Ensuite, fort de cette réussite, quand les partitions de Benoît commencèrent à voler en tous sens et que se desserra l’étreinte d’une écriture millimétrée (« Goutelas Suite »), le groupe nous entraîna dans le sillage d’une « Tina » libérée et d’un « Diminuendo and Crescendo in blue » où il m’apparut que, Steve et les Tony faisant le métier, Jean-Jacques Avenel était simplement impérial, et Antonin-Tri Hoang un souffleur culotté, improvisant des phrases hachées et comme à moitié terminées, évoquant dans son jeu d'alto l’image d’un albatros aux ailes trop grandes pour voler.
J’étais aux anges.
Et quand au rappel nos camarades nous offrirent une formidable version de « In a sentimental mood », je dus bondir de mon siège avant qu’on rallume les lumières pour aller me cacher et pleurer.
C’est ça qui est moche avec la musique, quand elle nous touche profondément : on ne peut plus s’en passer.
Le disque Crescendo in Duke sort le 27 février, et je crois bien qu’il va cartonner.

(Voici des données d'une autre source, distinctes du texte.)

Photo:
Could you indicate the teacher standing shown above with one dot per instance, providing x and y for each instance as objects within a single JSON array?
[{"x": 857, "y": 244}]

À lire sur le blog de Sons d'Hiver, le point de vue de Michel Edelin


Image : Cattaneo : "A love supreme" (février 2012)

2 commentaires:

Fabir a dit…

Comme on dit sur Face Book : J'aime

Samuel a dit…

N'ayant pu venir à ce concert qui n'était pas sur Arte, j'attends avec impatience la sortie du disque. Ellington a été très généreux avec sa musique et je suis toujours curieux de voir comment celle-ci est comprise par les jeunes musiciens.